А нейро-растяжка, кажется, является или дорогим оборудованием, или подлежит какому-то специальному учету.

Самое интересное, что эта таблетка, которую меня перед событиями заставила проглотить Цубаса, лично для меня в управлении гораздо проще, чем все дорогие и хвалёные нейро-концентраторы.

Ватанабэ только что сказал — из-за упрощенного интерфейса.

Ну и ладно. Как бы ни было, этот армейский девайс четко и однозначно предлагает: ресурс моего организма, включая архивный опыт архивных же нейросетей, ремиссию позволяет.

Разумеется, я никогда не скажу об этом полицейским; но мушки перед глазами у меня уже были. И бывали. В той жизни.

Из-за них я и бросил бокс. Той медицине до местной было далеко и невропатологи на глаз утверждали: не брошу выступать — инсульт случится как-нибудь прямо в ринге. Или не в ринге. Но обязательно случится.

Видимо, старый организм как-то самостоятельно латал сосудистые повреждения в мозгу. Ну а тут ещё и нейро-протезы есть в помощь. Вот какая-то программа в мозгу и всплыла, на уровне клеточного рефлекса.

— Цубасу отпустите?! — возвращаюсь к ключевому для меня вопросу, поскольку двое бравых друзей молча переглядываются и таращатся друг на друга, словно жена на любовницу.

Как назло, именно в этот момент свет в здании мигает.

Моя нейро-растяжка, кажется, имеет автономный аккумулятор. Но он изрядно подсел за время штурма помещения (или по его итогам).

Огоньки оборудования, на котором я закреплен, вспыхивают ярко-ярко перед тем, как погаснуть окончательно.

Вслед за ними гаснет и моё сознание.

***

- Бл#!!! — Садатоши взвился в воздух с пола, на котором без затей сидел задницей, обтянутой дорогими костюмными штанами. — Ты можешь что-то сделать?!

Голова пацана, неожиданно лишенная подпитки чем-то-там от стационарного оборудования, резко упала на грудь. Изо рта тут же потекла слюна.

- С хуя-ли?! — зло отозвался товарищ.

Затем, не хуже мастера по киберспорту активировав сразу четыре виртуальных клавиатуры, он закатил мало не симфонию.
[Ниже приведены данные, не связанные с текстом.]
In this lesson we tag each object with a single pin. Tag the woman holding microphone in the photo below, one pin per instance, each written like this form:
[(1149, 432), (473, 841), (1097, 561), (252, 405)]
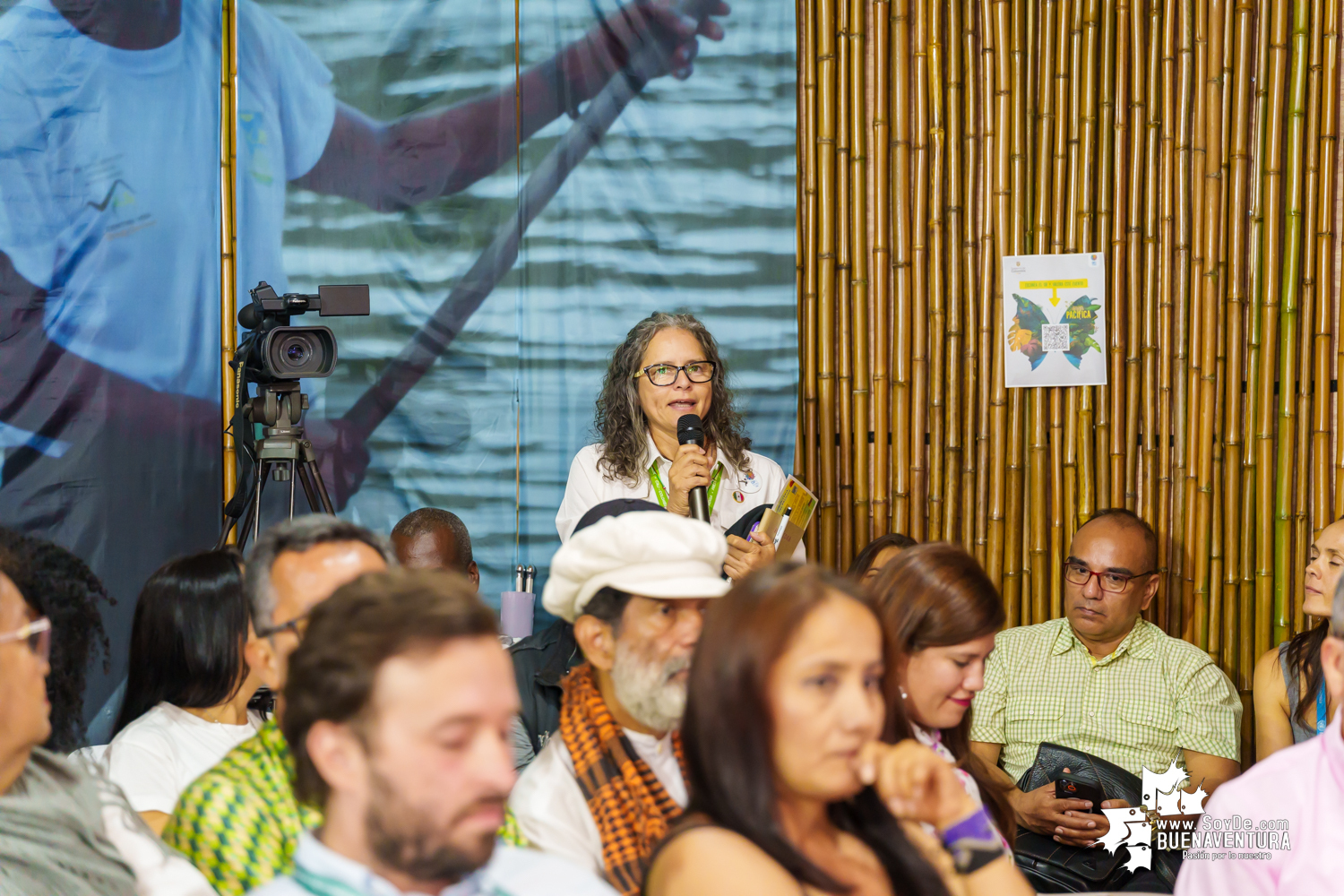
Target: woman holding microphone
[(668, 367)]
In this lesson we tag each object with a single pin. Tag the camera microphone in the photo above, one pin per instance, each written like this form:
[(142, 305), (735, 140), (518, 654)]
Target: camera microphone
[(690, 430)]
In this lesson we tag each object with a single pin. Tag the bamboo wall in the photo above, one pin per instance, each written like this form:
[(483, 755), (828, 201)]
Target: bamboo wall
[(1193, 142)]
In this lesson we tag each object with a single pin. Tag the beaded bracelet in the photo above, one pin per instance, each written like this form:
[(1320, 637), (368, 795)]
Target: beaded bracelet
[(972, 842)]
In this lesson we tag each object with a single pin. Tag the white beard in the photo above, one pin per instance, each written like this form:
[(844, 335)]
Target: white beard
[(645, 691)]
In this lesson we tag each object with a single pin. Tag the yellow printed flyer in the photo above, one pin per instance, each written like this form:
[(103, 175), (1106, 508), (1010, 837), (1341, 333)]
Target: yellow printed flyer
[(1054, 320)]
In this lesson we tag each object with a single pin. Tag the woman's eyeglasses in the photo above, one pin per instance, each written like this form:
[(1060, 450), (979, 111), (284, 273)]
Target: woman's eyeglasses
[(667, 374), (37, 634), (297, 625), (1078, 573)]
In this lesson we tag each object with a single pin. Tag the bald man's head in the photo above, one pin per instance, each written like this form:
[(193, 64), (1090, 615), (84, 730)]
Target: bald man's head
[(1126, 527), (435, 538)]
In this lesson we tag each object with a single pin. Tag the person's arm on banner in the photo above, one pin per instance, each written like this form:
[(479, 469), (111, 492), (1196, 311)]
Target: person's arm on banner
[(397, 164)]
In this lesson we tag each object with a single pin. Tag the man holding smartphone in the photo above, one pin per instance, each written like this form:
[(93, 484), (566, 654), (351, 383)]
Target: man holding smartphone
[(1105, 681)]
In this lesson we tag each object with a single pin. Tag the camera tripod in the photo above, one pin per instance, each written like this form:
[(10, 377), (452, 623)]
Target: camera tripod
[(284, 454)]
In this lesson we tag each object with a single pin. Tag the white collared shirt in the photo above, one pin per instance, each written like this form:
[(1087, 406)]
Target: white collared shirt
[(738, 492), (550, 807), (510, 872)]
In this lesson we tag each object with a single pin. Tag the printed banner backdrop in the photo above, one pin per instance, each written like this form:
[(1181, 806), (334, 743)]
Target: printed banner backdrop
[(376, 144)]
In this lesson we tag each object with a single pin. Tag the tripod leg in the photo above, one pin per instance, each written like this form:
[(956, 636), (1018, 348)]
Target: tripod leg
[(320, 487), (301, 471), (263, 474)]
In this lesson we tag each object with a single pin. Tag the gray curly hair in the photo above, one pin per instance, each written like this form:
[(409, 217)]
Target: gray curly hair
[(620, 421)]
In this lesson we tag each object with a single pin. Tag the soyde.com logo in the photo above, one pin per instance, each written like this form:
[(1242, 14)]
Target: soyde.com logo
[(1179, 823)]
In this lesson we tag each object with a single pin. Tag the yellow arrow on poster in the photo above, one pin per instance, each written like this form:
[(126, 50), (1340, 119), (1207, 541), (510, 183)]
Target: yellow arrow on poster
[(1054, 287)]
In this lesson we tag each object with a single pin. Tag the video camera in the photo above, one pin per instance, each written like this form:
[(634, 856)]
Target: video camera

- Может, и правда сделать, как он говорит? — отстранённо забормотал Ватанабэ, наяривая целые пакеты асинхронных команд (понять это познаний Садатоши еще хватало). — Вон, растяжка сама отключилась… Мы ни при чём! Нет человека — нет проблемы. И за бабу его красноволосую поощрений, как воды в душе, будет… Помер и помер…

- Ага. — Покладисто и с отчаянием в голосе согласился инспектор. — Заодно я помолюсь, чтобы он оказался джентльменом. И наши с ним договорённости насчёт будущей совместной провокации Ходзё нигде не оставил. Отцу там, матерям своим, родственникам…

- Да не пыли. Шучу я… — Зло выдохнул старший по званию товарищ и коллега, продолжая сражаться с клавиатурами.

Четвёртую комиссар только что свернул, оставив три.

Голограмма, висящая в воздухе рядом с его служебным комплексом, демонстрировала какие-то сообщающиеся сосуды: из верхнего, под влиянием гравитации, жидкость норовила перетечь в нижний.